Daily Archives: August 14, 2022
God’s Good Servant, But Me First: Reflections On Our Times.
The video above, which I saw some days ago, moved me to some rather sad reflections about the mentality prevailing in our days.
It is not only the saintly ways of the young man – botht in life and in dying – that struck me. It is the entirely different way in which the death of a 15 years old boy would be taken today, even by people who profess to be Catholics, compared to those times.
The dream of Saint John Bosco (which took place some 20 years after Saint Domenico Savio’s canonisation) describes a multitude of boys who clearly died at a young age, and were all, very clearly, happy in heaven and absorbed in such a total, all-encompassing glory even the total glory that was given to dream to Saint John Bosco was only a pale reflection of their real joy.
Every XIX Century reader of Don Bosco would, I am sure, instinctively understand the death of so many young boys as one of the ways a Provident God arranges everything in a wonderful way, though the beauty of it might not disclose itself to the reader in all its fulness until he dies.
Not so today. Today, many among even church-going Catholics would naturally understand – and, no doubt, Francis would encourage them in this – such an event as one that gives them the right to be angry at God, doubt Him, even antagonise or condemn Him.
Your typical Francis, as the one on record with saying that perhaps the Blessed Virgin felt herself cheated at the foot of the Cross, would likely approve of such feelings of rebellion, justify them, and consider them quite the healthy reaction. This is, also, quite in tune with the common “feeling” among lukewarm, wannabe, and hearsay Christians.

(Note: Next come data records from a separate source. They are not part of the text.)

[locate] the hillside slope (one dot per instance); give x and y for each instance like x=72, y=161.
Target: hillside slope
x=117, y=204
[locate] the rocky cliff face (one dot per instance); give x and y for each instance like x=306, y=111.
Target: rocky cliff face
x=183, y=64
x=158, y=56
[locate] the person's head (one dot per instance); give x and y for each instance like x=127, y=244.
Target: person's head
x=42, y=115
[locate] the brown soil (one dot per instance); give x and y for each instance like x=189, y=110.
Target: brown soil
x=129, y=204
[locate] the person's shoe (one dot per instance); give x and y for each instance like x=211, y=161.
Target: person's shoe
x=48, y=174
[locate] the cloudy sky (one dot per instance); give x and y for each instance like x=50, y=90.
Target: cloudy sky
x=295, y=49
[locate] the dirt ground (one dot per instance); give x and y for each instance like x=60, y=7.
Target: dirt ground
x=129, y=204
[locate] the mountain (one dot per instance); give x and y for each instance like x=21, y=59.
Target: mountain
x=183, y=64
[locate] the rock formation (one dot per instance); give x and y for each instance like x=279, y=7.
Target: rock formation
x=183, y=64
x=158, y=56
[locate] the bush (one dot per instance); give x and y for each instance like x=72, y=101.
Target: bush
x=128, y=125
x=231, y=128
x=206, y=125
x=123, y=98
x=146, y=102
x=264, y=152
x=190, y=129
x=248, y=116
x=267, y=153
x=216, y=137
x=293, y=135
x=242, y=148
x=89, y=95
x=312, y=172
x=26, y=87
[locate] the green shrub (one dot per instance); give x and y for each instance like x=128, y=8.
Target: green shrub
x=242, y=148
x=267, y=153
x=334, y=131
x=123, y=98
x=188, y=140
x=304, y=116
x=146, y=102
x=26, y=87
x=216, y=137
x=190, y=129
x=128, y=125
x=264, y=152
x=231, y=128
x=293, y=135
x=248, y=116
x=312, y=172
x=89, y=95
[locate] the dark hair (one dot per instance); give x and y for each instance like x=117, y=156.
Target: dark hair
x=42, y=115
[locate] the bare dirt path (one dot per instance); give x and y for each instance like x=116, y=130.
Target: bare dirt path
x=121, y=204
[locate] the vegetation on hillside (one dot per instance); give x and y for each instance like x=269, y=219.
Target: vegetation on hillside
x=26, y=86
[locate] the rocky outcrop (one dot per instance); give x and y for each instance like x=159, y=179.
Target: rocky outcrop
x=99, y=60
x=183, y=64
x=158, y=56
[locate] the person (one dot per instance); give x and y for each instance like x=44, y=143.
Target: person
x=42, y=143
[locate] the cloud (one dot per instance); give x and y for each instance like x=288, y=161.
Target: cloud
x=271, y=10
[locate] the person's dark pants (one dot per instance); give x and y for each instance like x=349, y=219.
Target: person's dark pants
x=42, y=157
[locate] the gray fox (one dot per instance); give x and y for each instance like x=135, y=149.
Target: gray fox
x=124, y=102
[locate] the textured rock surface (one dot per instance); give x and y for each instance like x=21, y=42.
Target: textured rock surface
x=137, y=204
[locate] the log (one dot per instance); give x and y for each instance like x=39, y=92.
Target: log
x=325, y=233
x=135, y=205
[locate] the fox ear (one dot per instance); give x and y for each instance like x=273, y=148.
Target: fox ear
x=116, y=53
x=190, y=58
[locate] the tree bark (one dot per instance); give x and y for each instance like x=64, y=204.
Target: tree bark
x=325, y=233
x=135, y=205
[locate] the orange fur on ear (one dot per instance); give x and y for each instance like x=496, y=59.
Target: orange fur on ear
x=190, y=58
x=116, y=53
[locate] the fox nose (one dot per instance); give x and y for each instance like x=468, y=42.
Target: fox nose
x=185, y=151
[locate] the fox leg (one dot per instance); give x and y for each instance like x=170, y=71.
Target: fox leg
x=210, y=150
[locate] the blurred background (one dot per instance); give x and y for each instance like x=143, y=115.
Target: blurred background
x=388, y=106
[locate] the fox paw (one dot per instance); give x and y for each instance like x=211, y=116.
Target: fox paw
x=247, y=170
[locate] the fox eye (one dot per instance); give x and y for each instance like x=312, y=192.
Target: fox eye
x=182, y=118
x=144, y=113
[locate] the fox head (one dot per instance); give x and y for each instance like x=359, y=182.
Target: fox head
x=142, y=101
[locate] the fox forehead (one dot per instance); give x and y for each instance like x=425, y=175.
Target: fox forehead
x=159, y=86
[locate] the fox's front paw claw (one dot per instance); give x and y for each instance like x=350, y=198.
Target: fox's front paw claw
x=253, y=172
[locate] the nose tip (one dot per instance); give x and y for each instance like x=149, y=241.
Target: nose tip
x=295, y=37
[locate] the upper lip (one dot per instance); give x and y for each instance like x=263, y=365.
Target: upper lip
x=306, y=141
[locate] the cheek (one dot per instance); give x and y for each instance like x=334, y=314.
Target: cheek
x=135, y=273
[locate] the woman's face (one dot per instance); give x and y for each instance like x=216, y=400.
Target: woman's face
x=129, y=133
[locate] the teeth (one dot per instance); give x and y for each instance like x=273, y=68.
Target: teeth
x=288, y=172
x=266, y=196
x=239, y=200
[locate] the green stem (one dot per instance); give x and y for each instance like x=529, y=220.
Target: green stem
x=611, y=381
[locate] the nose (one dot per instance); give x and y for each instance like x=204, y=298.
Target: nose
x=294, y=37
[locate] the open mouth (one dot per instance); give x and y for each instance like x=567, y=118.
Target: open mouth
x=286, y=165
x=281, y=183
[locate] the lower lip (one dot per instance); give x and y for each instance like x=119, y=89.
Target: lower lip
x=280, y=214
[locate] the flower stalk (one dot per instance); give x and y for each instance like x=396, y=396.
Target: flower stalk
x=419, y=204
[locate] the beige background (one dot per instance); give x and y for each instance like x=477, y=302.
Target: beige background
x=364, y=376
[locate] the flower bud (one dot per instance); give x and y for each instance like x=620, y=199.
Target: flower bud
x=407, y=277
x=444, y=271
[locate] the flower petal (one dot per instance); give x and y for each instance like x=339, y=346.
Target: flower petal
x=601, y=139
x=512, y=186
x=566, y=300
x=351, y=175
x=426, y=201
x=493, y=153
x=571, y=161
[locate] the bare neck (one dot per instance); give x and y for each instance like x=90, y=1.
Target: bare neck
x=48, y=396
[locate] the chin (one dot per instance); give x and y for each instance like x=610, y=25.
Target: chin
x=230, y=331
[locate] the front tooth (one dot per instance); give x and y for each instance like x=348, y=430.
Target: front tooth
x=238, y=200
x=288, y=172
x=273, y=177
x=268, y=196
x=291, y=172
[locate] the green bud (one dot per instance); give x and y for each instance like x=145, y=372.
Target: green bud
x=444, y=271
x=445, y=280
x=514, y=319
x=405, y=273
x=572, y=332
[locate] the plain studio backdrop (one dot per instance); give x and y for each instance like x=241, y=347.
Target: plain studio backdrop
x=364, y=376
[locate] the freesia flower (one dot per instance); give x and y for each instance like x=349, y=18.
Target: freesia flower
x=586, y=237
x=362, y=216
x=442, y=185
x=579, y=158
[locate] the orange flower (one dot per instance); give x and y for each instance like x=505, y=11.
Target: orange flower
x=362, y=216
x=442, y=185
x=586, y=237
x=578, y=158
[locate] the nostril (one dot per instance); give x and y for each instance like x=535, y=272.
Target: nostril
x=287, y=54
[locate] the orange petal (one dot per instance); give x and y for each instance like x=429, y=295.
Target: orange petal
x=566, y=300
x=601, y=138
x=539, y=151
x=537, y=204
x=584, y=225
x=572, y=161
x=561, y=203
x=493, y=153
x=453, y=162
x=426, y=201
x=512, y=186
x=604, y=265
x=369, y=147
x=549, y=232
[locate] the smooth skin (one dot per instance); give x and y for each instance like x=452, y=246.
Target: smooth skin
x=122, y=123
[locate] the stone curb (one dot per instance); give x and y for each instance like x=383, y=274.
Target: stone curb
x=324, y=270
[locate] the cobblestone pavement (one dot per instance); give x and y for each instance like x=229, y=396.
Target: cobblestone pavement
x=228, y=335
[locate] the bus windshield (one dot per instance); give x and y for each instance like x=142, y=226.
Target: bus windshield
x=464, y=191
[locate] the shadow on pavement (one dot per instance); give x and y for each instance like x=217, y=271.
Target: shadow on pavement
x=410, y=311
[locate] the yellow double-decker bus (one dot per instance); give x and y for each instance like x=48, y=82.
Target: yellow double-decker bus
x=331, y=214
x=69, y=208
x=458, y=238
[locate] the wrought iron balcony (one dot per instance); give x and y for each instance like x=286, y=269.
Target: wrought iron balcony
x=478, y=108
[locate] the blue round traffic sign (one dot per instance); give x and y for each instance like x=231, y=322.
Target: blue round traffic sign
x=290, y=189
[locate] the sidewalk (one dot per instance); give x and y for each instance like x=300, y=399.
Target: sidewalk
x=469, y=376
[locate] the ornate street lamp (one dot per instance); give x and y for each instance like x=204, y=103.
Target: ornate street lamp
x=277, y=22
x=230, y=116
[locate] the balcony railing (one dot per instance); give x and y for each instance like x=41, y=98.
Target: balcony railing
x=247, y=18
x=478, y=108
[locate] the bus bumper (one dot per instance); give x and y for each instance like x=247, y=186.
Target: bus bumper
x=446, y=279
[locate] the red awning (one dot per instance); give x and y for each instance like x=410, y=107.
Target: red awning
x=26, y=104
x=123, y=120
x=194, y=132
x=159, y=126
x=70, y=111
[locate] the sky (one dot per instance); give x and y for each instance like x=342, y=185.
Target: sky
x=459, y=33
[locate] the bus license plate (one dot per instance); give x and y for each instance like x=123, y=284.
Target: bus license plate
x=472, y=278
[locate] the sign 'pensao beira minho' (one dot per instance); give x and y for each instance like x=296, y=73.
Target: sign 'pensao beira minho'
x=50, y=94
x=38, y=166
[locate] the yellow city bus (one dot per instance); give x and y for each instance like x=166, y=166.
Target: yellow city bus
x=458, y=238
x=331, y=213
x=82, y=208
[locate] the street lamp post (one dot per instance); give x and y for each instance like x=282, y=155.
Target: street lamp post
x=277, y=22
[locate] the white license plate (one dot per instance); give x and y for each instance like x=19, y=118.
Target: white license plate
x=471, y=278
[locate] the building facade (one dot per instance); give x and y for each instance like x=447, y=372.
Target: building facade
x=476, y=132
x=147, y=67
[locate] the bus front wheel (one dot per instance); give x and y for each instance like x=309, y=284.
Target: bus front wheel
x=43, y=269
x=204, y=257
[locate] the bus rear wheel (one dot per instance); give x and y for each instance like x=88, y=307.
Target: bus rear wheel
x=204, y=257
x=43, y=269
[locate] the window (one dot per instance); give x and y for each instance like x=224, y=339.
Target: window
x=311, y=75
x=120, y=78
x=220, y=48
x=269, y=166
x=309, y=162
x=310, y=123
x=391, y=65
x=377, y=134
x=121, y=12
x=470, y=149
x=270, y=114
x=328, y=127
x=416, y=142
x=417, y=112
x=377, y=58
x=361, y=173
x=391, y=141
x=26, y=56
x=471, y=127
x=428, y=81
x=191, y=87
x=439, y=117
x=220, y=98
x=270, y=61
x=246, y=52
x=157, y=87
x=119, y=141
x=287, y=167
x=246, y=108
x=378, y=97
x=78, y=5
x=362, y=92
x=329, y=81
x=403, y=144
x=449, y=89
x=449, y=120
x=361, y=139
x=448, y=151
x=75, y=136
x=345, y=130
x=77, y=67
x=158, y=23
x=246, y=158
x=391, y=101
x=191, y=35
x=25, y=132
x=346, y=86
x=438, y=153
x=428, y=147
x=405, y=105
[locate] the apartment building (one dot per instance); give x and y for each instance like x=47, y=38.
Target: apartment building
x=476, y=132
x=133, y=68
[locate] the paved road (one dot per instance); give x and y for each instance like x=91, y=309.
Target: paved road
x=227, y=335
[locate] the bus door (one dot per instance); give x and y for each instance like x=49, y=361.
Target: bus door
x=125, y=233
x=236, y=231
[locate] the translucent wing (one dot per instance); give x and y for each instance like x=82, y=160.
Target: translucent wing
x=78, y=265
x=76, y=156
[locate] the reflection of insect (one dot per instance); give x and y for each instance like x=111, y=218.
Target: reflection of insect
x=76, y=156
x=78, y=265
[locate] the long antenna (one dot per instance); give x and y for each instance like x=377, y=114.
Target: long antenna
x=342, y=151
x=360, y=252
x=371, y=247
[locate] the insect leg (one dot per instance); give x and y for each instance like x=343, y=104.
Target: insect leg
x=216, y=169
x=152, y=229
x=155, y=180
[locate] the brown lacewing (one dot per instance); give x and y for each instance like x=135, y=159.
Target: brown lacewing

They all know, and have always known, that many children die. However, this knowledge never inspired them to doubt, or rebel to, God. But when it happens to their own child, clearly God must either have made a big, big mistake, or He cannot exist at all, because if He existed, He would never allow their own child to die; only the children of other, preferably African, certainly far away people!
This thinking, which is clearly absurd, is – I assure you – standard fare here in the UK, most assuredly among many, if not most, Catholics. It is, I think, the result of that most typical unspoken mantra of the V II Church: God’s good servant, but Me first.
We see this everywhere: in the soppy, man-made liturgy; in the deep involvement with the world; in the self-centredness; in the eagerness to absolve, nay, canonise ourselves and those dear to us no matter what their failings.
I wonder what their reaction would be, upon knowing that even among Don Bosco’s youth, many got lost!
But what I am saying… they would think it exaggeration, or even superstition.
They are so good after all.
Likely better than God, Who is so uncharitable and hoo-moo-phoo-beec.